The survey conducted by the Instructional Technology Council, which is one of the more than 30 associated councils with AACC. The survey was completed by 135 of 253 ITC member community colleges.
Campus administrators have known about that growth anecdotally for some time, but now the study has numbers and data to back up those examples, said Fred Lokken, dean of WebCollege at Nevada-based Truckee Meadows Community College and chair of the Coalition of Affiliated Councils.
"It used to be 20-percent-a-year growth, but it slowed because of the Great Recession. It was very hard for campuses. My own campus had a 37 percent budget cut. Colleges all over saw 25 to 50 percent cuts…. We still grew in spite of budget adversity," Lokken said, adding that colleges struggled to increase their online offerings because of those cuts.
The flexibility of online classes, the growth of hybrid models and the ability to use smartphones and apps to conduct classwork have made distance learning more appealing to students, he said. The study found more than two-thirds of online students are women, and also identified challenges in distance learning.
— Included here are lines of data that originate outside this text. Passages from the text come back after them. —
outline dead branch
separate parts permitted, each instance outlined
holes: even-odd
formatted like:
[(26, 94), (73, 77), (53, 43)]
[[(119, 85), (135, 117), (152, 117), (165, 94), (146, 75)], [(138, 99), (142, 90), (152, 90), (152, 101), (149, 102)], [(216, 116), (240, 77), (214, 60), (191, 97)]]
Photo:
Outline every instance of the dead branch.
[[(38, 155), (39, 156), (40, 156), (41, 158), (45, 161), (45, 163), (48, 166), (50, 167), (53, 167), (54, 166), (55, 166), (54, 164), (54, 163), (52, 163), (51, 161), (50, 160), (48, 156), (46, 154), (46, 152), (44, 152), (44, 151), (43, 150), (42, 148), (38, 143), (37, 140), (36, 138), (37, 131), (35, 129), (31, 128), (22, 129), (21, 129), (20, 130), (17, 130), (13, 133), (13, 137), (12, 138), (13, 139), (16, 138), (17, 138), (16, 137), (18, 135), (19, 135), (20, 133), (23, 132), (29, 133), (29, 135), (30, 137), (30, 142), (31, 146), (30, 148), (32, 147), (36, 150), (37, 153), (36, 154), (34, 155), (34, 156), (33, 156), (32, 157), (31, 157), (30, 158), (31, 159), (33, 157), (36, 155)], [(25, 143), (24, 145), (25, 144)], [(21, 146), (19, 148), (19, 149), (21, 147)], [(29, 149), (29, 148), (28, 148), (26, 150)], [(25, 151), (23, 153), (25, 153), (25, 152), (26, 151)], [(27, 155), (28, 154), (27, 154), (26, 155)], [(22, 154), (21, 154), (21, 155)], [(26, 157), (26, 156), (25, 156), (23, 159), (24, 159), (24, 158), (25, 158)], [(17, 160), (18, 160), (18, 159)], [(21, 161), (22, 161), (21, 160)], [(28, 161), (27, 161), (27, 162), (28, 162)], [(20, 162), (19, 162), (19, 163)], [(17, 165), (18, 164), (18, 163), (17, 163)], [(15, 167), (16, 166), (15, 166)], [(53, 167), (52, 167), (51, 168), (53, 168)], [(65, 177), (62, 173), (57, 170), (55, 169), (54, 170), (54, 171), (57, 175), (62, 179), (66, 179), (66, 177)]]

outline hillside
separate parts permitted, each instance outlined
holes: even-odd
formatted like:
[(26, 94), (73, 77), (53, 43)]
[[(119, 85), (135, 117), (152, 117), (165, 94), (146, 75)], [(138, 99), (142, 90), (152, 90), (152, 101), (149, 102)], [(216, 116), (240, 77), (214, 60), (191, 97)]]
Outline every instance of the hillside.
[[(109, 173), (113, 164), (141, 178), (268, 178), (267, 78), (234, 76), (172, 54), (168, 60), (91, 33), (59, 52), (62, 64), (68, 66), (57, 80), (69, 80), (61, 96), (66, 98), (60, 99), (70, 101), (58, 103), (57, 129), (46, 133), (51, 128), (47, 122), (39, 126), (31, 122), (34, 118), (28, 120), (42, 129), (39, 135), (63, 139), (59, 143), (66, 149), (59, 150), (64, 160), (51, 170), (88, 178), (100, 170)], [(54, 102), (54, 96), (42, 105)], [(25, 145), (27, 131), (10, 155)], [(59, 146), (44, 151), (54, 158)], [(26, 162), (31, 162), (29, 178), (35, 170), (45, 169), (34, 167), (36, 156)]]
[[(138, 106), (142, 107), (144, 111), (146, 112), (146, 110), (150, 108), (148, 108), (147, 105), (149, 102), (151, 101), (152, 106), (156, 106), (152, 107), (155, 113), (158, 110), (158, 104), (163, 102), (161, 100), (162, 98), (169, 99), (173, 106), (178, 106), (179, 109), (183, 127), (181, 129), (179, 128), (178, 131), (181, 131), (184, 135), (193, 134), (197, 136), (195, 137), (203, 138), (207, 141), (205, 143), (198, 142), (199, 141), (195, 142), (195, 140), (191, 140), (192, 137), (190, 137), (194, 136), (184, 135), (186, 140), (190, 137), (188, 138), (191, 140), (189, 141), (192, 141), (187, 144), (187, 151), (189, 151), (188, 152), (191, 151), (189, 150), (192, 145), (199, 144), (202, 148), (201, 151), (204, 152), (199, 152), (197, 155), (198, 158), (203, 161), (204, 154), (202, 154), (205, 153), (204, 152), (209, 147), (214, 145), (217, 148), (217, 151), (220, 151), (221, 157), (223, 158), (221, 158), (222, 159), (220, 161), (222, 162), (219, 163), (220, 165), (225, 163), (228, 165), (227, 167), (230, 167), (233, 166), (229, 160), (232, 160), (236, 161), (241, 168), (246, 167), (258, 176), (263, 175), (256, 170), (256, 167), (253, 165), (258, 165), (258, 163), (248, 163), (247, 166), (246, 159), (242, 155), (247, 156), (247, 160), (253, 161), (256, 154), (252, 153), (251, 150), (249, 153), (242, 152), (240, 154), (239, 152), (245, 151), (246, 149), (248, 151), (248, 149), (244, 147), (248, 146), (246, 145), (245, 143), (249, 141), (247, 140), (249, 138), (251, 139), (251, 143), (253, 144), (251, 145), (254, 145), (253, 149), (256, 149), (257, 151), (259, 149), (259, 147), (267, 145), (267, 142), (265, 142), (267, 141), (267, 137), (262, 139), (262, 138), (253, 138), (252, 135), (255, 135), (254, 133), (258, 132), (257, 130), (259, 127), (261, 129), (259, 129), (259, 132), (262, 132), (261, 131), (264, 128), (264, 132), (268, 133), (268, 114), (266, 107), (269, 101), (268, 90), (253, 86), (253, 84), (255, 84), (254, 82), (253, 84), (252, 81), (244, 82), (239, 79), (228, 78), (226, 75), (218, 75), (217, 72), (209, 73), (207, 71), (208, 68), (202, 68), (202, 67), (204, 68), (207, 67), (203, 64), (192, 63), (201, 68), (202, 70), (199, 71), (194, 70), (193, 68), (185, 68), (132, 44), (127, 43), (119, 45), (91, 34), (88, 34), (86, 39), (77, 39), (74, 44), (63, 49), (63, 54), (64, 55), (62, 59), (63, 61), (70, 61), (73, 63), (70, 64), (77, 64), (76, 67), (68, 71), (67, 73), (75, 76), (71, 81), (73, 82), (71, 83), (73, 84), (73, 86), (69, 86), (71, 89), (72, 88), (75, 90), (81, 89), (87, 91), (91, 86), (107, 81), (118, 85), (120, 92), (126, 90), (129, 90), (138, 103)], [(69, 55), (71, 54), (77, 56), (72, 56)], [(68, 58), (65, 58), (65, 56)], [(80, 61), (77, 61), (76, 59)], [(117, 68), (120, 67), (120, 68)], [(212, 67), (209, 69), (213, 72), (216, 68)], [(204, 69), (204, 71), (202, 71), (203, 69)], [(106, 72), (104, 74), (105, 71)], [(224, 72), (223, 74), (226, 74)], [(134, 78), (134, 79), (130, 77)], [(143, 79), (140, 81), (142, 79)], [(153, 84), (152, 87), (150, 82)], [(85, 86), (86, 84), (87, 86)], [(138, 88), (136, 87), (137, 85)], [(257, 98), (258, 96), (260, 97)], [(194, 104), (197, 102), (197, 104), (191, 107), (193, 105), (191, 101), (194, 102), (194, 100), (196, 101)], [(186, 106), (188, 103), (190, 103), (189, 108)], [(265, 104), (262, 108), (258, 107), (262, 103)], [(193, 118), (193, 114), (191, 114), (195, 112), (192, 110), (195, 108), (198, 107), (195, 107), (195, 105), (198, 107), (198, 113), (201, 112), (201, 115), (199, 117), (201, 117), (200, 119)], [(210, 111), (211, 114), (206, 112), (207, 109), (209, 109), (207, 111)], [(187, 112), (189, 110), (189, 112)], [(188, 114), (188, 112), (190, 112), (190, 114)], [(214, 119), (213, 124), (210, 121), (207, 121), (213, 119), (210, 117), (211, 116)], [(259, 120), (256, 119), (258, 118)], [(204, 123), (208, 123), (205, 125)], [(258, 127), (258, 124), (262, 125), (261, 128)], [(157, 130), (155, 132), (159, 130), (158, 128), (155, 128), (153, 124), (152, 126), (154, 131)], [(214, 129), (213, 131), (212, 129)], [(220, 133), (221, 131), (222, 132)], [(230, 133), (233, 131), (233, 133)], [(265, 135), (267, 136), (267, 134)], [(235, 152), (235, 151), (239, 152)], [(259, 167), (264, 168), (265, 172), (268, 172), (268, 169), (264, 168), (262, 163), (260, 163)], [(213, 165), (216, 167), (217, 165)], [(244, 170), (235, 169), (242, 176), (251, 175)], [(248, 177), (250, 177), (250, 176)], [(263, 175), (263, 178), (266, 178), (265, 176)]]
"We have a retention problem with online classes… we generally see students less likely to complete a degree online," Lokken said.
National student retention in online courses at community colleges lags around 8 percentage points behind that of face-to-face instruction, which is at 77 percent, he said.
"Many campuses want to crack that nut because we think it's better online," Lokken said, adding that problems tend to increase in face-to-face classes as student class numbers increase. "Online we have the analytics so we can track a student."
Those analytics can help faculty members understand student problems and intervene to keep them on track for graduation.
Students tend to drop out of an online course within the first 10 days just as they would a face-to-face class, said Carol Spalding, president of Rowan-Cabarrus Community College in North Carolina.
"Often students are going in unprepared and they're too busy for the course," Spalding said, adding that her college requires students to complete an exam within the first 10 days and uses interventions immediately to help keep track of students.
But enrollments are growing, so students are satisfied with online courses. If they weren't the colleges wouldn't see that growth, she said.